I commend the gutsy animation style on display in Night is Short, Walk on Girl. Expression is maximized from stem to stern, with emotions and physical movements taking on eye-popping (and hilarious) modes. Over-exaggerating affect and spatial boundaries works in this context, because this is a film about those awkward in-between years of adolescence and adulthood—between reckless abandon and newfound maturity. When you’re still finding your own place in this world, and the sky’s still the limit, you’re liable to view your surroundings in heightened ways. You’re ready to soar and be your own person, as the titular girl wishes to be during her extraordinarily busy evening. Nothing—not even the most potent of alcohols—can dim her spirit. In contrast, the bespectacled boy who chases after her is riddled with insecurities. Can he win her heart? Can he prove himself to an indifferent universe? Can he matter? He is ready to leave these uncertain years behind, and he knows that he can with this girl by his side. So he persists, no matter the odds or the embarrassing scenarios that plague him (including, but not limited to, a period of time in which he’s forced to walk around without any pants).

I admire the carefree way this film pursues its themes. You can never predict what’s around the corner, whether it be a used book fair or a gigantic hot pot filled with spicy edibles. The music and dialogue is lively; the main characters are heartwarming creations, especially the selfless heroine. I ought to have loved this, but I ended up merely admiring it. It’s difficult to pin down why. I expect part of the reason is that I simply need to watch more anime, which I haven’t done in a long time. Anime has its own unique rhythms that relative outsiders need to get accustomed to. The other reason is that the whole package is rather fussy, zipping through various situations at breakneck speed without affording the viewer a breather. In a way, it’s like the antithesis of a Studio Ghibli feature, which is usually a serene and delicate affair.
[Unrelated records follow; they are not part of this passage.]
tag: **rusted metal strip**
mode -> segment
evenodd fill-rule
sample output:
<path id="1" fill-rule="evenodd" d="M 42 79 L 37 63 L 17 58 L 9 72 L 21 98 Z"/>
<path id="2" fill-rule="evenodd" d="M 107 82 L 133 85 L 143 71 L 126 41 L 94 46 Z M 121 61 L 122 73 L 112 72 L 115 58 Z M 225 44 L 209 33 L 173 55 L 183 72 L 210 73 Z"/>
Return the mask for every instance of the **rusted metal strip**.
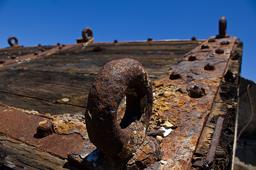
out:
<path id="1" fill-rule="evenodd" d="M 220 134 L 221 133 L 221 129 L 222 129 L 222 124 L 223 123 L 224 118 L 221 116 L 219 117 L 218 119 L 218 121 L 215 127 L 215 130 L 213 134 L 213 136 L 212 139 L 210 142 L 210 147 L 207 153 L 206 159 L 204 162 L 204 164 L 208 166 L 208 164 L 211 162 L 214 155 L 215 154 L 215 152 L 216 151 L 218 144 L 219 144 L 219 137 L 220 136 Z"/>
I suppose I’m biased in preferring serene and delicate affairs. I’m already leery of hyperactive animation franchises like the Lego films, so I was never going to be all in for something that moves from plot point to plot point in the span of mere minutes.

Lovers of anime are going to love this, and they have every reason to do so. This one packs a chockful of laughs in many places, and it’s one of the more inventive animated films of the year. Don’t let me stop you from seeking it out, because there’s a good chance you’ll walk away gratified.